Speaking of reflection, the new curriculum now has a metacognition expectation in each strand, and goal setting and reflection comprise one of the Enduring Ideas addressed in the front matter of the document. I spent the first two weeks of the semester simply engaging in diagnostic learning activities with my students. We listened to French (mostly through videos), had small and large group discussions in French, read two short stories in French, and wrote two short compositions in French. After these initial diagnostics addressing each strand, students consulted their feedback – written comments I had made on their work, assessment rubrics indicating their levels of achievement in various aspects of oral and written communication, and their own impressions of their strengths and growth areas. I then asked each student to set a small, specific goal for improvement. They each wrote their goal on a post-it note (in French of course), and stuck it to the wall of the classroom, so that all of our goals were visible and so that we could hold each other accountable. (Side note: writing goals was a great opportunity to review futur simple [“I will…”], futur proche [“I’m going to…”], and verb + infinitive [“Je veux faire/atteindre…”]).
At the end of February, I had a one-on-one oral interview with each student as an evaluation of their oral communication and as a check-in on their goal. Each student took their post-it off the wall that day and brought it with them to the oral interview. They were also given a self-assessment organiser with a short rating scale and some questions to guide their reflections about their progress over the first month (this tool was developed in conjunction with the French Immersion Department). During the interview, each student justified their choice of goal – why was it their choice, where did it come from – and then also explained what steps they had taken so far, and if they had been successful in achieving their goal.

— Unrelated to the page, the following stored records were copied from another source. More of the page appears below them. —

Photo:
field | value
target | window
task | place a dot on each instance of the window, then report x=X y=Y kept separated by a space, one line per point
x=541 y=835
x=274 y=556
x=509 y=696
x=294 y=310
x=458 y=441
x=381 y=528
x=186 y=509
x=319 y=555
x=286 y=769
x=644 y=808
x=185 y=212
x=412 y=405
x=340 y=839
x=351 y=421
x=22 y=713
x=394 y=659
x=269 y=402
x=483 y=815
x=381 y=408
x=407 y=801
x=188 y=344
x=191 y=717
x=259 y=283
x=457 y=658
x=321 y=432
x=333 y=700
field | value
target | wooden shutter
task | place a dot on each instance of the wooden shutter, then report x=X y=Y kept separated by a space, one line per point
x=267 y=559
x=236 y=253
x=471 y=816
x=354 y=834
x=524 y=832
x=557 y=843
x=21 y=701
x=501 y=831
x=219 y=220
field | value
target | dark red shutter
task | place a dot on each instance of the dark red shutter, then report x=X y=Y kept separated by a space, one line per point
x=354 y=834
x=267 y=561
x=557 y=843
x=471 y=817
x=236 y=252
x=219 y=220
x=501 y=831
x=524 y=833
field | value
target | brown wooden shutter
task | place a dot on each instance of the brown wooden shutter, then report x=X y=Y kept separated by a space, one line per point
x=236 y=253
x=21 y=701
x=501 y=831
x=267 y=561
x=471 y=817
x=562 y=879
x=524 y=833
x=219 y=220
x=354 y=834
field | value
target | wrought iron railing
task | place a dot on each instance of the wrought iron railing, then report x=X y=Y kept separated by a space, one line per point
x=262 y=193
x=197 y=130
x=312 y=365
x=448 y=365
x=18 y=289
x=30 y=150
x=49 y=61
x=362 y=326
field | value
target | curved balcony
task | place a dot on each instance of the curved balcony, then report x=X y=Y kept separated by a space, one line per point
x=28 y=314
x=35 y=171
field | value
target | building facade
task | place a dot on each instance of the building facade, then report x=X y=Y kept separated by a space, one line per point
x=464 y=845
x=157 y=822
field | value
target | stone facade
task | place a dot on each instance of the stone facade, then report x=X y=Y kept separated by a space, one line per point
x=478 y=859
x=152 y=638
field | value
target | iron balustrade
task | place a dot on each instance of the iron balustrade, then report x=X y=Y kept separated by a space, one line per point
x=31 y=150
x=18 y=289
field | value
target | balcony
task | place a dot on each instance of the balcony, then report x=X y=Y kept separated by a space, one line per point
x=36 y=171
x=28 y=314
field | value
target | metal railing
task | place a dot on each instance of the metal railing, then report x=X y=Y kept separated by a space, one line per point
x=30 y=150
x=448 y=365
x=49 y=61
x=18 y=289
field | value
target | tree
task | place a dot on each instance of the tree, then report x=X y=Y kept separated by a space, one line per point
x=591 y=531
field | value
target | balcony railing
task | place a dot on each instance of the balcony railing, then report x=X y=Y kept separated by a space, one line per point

Many students set a goal that was too large and complex to accomplish in two weeks, but all students had at minimum made progress towards their goal. This shows me that I need to be more purposeful about explicitly teaching goal-setting as a skill, as well as breaking down your big goals into smaller ones to make tracking progress simpler.
In addition to this multi-step process, I have been including reflection pieces at the end of evaluation tasks, a practice that I had already been using regularly, mostly from the influence of teaching Dramatic Arts and Physical Education where reflection and self-assessment occurs constantly. For example, we had a class debate on the topic of which educational program (French Immersion, IB, Coop, SHSM, etc.) is the best course of study. Following the debate (which occurred in teams), each student completed an individual written reflection discussing their personal opinion after hearing everyone’s arguments, which other students they found to be the most persuasive and convincing during the debate and why, and a self-assessment of their personal performance in the debate. Most students gave quite an honest appraisal of their level of achievement for the debate, and some were even more critical of themselves than I was.
Finally, I often ask students in all of my classes to self-assess when they are about to submit an evaluation. They take out their rubric (or grab a new copy from me) and either circle or highlight the levels of achievement they believe that they have demonstrated and submit this along with the task. Then I use a different colour pen or highlighter when I complete the evaluation. Sometimes I also have students complete a justification, either in writing or through a conversation. This works best when the rubrics have either been co-created with students, or are designed with clear student-friendly descriptors for each criterion.
If you are curious to see any assessment tools or the tasks that I have discussed in this post, please feel free to visit my class website at fif2d1i.wikispaces.com. What have you done in your classroom to promote metacognition, reflection, goal-setting, and student self-assessment? I’d love to hear ideas from other teachers, FSL or otherwise.